Explicit text-type recording assumes that there are additional control characters embedded in a text string that directs the explicit algorithm to perform segment inversions, shaping or numeral selections, and other transformations. The limitation of explicit text-typing is needed for automatic processes to handle embedded controls. There is a specific technique that bridges implicit and explicit text-typing. This technique is the basic display algorithm that is defined in the Unicode Standard Bidi algorithm.
Widget mirroring of a translated GUI mirrors the GUI to match the
directionality of the language. For example, Widget mirroring can move
the menu buttons and navigation tree to the right instead of the left.
Otherwise the frames and windows are not mirrored. Figure 44 shows widget mirroring of a drop-down menu.

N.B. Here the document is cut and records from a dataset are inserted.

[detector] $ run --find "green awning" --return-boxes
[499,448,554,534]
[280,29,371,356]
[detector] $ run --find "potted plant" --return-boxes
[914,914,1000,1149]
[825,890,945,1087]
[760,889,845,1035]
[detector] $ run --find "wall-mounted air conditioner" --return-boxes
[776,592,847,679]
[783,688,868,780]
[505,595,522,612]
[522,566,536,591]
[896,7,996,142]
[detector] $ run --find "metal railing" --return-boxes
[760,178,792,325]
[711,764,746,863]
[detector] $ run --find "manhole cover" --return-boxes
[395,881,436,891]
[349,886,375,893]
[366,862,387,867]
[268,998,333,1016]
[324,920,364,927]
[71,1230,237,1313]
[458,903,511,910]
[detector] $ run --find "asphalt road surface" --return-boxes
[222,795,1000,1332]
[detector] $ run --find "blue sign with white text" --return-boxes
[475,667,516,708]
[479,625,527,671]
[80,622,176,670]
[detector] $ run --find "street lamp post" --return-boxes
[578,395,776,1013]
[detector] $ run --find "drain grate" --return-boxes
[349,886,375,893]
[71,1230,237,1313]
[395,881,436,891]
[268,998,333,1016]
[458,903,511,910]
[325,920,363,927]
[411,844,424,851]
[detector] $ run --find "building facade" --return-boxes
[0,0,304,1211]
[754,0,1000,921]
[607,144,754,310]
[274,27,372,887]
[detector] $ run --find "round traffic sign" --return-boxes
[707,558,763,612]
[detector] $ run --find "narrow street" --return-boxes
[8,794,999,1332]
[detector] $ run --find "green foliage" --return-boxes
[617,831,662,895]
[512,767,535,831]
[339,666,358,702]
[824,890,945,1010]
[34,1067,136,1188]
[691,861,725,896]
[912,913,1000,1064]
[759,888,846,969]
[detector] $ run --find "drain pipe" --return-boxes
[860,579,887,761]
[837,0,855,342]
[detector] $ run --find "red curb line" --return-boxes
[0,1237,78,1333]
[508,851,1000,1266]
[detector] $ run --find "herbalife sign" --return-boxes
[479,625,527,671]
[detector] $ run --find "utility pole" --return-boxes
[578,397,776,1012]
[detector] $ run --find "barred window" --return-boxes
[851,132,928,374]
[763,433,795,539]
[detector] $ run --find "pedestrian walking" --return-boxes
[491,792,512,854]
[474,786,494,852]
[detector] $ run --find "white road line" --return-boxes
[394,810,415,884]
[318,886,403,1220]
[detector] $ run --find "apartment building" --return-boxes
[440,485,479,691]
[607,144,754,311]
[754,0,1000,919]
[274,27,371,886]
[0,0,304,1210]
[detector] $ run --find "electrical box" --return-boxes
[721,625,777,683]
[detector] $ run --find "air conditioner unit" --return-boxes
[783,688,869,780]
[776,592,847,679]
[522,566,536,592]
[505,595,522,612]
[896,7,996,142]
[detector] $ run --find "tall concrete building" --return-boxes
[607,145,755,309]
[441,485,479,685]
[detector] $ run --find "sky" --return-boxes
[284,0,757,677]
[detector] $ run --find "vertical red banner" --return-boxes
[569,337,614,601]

Figure 44. Widget-mirrored window showing bidirectional labels
Shaping is a characteristic of many complex languages, particularly the cursive languages Arabic and Hebrew. A writing system is cursive if it has adjacent characters in a word connected to each other, and is more suited to handwriting than to printing. In Arabic, for example, some letters can only connect to the letter on their right. In addition, letters can assume different shapes according to their position in the word and the connective properties of adjacent letters. These points make shaping important in rendering bidirectional text intelligible. The shaping process renders characters to their appropriate presentation forms by replacing an abstract representation of a character with the proper shape. This is accomplished by using the base form of a character to allow the selection of a particular cursive character without specifying its shape.
The proper shape of a character is then selected by a shape determination routine that allows for automatic (algorithmic) selection of the appropriate shape according to the context directed by either the software or the user. In most cases, the basic shapes of a cursive language text are stored. There are two other characteristics that make up shaping. They are character composition and national numbers.
Character composition is defined as the correspondence between the number of text characters stored with the number of text characters presented. To maintain correspondence, devices such as ligatures and diacritics are used. Ligatures are used when two or more characters can be represented by a single character that occupies one presentation cell. Diacritics in bidirectional scripts are marks located in a certain orientation to a consonant, (either above, within, below or near it), to represent vowels. When these marks are stored, they occupy physical positions, but if they are used for representation, they can occupy the same cell as the associated consonants. In Arabic, spacing diacritics are currently implemented as separate characters that are rendered following the character to which the diacritics belong.
National numbers also need special treatment because they are used differently in different languages. For example, in Hebrew, numbers are represented using Arabic digits (1,2,3...0). However, cursive languages such as Arabic, Farsi and Urdu have their own national glyphs to represent digits. The label for digits used in cursive languages is either Hindi or Arabic-Indic digits. Whether in Arabic, Hindi or Arabic-Indic, all simple numbers are presented left to right, but mathematical formulas can differ from language to language. For example, in Arabic, mathematical formulas are written left to right, but in Persian, they are written right to left. Therefore, while numbers are usually encoded as Arabic digits, they can be presented as either nation-specific glyphs or Arabic digits according to the intent of the user or developer.